Prinsip penting yang harus dipegang adalah, jika di rumusan masalah terdapat tiga pertanyaanmaka kesimpulan harus juga menyimpulkan tiga poin.
Apabila rumusan masalah pertanyaan nya berupa ;
Bagaimanakah?
Apakah?
Kenapakah?
Maka yang akan dijawab dalam kesimpulan harus merujuk pada substansi pertanyaan di atas. Artinya kesimpulan pertama harus menjawab ketiga pertanyaan di atas.
Begitu juga dengan dengan saran. Saran yang diberikan adalah terkait dengan apa yang dapat dilakukan dengan hasil penelitian tersebut, atau apa yang mesti diperbaiki dan masih kurang dari objek yang diteliti sehingga diperlukan adanya perbaikan.
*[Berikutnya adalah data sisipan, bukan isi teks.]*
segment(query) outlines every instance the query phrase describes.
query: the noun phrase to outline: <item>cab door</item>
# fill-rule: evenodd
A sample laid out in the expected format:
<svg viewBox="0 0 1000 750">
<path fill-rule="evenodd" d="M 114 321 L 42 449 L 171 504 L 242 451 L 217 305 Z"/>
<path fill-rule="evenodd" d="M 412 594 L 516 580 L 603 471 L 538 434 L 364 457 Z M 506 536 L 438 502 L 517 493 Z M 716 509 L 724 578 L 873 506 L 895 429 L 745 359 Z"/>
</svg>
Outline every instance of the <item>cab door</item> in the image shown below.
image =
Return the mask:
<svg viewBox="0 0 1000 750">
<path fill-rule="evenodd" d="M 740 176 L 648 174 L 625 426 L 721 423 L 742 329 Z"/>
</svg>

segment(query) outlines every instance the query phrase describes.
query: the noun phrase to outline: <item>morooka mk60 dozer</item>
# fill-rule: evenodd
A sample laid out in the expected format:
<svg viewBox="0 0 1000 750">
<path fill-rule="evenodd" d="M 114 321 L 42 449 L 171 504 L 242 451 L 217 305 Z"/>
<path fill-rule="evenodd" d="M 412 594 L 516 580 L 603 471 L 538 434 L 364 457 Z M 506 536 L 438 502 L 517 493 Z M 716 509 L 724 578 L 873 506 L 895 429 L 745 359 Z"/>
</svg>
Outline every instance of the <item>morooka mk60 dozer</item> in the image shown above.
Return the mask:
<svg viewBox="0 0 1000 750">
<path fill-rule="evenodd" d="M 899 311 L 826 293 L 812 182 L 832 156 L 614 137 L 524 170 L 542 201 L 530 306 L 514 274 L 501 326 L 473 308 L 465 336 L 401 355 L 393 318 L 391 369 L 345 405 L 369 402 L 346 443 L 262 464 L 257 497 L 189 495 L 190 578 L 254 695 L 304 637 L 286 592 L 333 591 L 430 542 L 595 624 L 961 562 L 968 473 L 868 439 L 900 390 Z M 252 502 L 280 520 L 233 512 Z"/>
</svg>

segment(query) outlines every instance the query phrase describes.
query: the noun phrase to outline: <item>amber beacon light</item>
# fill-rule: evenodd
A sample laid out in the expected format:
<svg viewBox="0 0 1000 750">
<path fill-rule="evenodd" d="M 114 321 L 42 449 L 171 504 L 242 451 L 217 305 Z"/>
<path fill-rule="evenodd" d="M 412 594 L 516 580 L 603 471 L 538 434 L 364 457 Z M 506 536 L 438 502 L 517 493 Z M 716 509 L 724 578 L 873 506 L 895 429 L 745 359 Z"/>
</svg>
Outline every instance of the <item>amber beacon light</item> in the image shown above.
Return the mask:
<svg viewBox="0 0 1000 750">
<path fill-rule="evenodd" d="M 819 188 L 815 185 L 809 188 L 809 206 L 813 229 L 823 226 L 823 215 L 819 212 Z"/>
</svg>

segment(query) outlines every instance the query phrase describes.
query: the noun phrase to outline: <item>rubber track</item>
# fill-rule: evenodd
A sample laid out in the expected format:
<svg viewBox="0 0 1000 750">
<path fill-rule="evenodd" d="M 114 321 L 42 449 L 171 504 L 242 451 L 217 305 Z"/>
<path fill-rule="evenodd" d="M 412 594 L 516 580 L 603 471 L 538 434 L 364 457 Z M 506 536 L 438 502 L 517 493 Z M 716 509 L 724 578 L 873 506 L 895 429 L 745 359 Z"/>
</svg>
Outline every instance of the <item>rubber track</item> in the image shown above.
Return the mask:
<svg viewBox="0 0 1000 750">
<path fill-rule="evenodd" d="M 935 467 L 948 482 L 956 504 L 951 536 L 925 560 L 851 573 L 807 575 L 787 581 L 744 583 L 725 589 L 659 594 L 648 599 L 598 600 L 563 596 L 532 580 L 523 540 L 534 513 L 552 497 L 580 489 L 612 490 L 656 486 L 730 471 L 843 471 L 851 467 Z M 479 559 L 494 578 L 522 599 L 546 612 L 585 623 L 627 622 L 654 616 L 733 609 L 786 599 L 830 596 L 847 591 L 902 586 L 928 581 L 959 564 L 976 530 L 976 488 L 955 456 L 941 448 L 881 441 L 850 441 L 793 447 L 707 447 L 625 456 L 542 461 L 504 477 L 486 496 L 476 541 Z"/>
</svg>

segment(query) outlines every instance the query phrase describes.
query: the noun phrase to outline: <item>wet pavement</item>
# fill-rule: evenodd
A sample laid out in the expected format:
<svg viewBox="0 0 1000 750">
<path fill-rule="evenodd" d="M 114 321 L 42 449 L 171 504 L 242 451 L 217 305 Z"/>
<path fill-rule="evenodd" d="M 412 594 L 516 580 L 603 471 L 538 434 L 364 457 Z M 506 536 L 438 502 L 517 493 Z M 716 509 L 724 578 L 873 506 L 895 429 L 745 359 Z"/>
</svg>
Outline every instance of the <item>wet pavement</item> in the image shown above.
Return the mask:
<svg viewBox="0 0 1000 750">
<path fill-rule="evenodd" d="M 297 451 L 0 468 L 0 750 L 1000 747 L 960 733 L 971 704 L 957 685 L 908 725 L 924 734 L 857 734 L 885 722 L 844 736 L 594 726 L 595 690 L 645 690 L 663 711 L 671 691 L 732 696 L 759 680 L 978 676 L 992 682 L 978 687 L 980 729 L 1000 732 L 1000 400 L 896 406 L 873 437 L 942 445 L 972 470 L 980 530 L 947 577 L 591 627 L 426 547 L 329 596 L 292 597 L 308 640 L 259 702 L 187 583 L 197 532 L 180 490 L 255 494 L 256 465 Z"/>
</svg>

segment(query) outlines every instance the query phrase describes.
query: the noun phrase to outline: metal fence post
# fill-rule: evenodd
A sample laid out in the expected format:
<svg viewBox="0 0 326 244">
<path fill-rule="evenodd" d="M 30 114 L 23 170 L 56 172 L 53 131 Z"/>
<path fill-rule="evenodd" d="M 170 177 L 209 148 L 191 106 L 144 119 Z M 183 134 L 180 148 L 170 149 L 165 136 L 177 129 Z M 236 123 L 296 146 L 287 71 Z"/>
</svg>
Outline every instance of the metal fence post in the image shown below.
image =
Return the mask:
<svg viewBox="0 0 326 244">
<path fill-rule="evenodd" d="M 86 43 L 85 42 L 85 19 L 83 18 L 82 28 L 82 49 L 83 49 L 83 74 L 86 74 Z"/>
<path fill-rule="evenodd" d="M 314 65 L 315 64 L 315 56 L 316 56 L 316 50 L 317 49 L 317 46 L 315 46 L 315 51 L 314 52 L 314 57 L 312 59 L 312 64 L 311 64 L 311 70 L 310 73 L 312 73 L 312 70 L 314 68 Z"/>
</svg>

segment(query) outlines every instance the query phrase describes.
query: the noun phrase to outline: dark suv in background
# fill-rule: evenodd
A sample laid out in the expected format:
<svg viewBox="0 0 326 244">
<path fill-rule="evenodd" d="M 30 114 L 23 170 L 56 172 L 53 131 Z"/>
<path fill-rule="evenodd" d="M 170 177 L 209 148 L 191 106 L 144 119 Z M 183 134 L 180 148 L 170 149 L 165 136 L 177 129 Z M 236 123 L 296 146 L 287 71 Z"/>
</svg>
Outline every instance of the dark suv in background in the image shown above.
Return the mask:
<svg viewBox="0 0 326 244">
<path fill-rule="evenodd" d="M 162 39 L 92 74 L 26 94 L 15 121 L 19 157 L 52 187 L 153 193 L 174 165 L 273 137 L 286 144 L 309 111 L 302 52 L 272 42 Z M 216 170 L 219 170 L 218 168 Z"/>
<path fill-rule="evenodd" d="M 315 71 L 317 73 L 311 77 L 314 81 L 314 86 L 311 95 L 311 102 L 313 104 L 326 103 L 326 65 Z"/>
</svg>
H. Contoh Struktur Penulisan Hukum Yang Logis
JUDUL
BAB I PENDAHULUAN
A. Latar Belakang Masalah
B. Rumusan Masalah
C. Tujuan Penelitian
D. Kegunaan Penelitian
E. Orisinalitas Penelitian
BAB II TINJAUAN PUSTAKA
A. Teori Negara Hukum
1. Rule of law
2. Rechstaat
3. Socialist legality
B. Kekuasaan Presiden Dalam Bingkai Negara Hukum
1. Kekuasaan presiden sebagai kepala negara
2. Kekuasaan presiden sebagai kepala pemerintahan
3. Kekuasaa terhadap Angkatan Darat, Angkatan Laut dan Angkatan Udara
4. Kekuasaan presiden dalam pembentukan undang-undang
C. Pembatasan Kekuasaan Presiden Dalam Negara Hukum
BAB III METODE PENELITIAN
A. Jenis Penelitian
B. Lokasi Penelitian
C. Jenis dan Sumber Data
D. Teknik Pengumpulan Data
E. Analisis Data
BAB IV PEMBAHASAN HASIL PENELITIAN
Pembahasan harus disesuaikan dengan apa yang ditanyakan dalam masalah. Jika rumusan masalah terdiri atas tiga pertanyaan, maka poin yang dibahas adalah fokus pada tiga pertanyaan tersebut. Contoh :
A. Pembahasan di sini harus disesuaikan dengan pertanyaan pada rumusan masalah poin ke satu
B. Pembahasan di sini harus disesuaikan dengan pertanyaan pada rumusan masalah poin ke dua
C. Pembahasan di sini harus disesuaikan dengan pertanyaan pada rumusan masalah poin ke tiga.
BAB V PENUTUP
A. Kesimpulan
Jika rumusan masalah terdiri atas tiga poin, maka kesimpulan juga harus tiga poin yang mencakup jawaban terhadap rumusan masalah
B. Saran
Jika kesimpulan terdiri atas tiga poin, maka saran yang diusulkan juga harus tiga poin, mencakup solusi atas kesimpulan penelitian.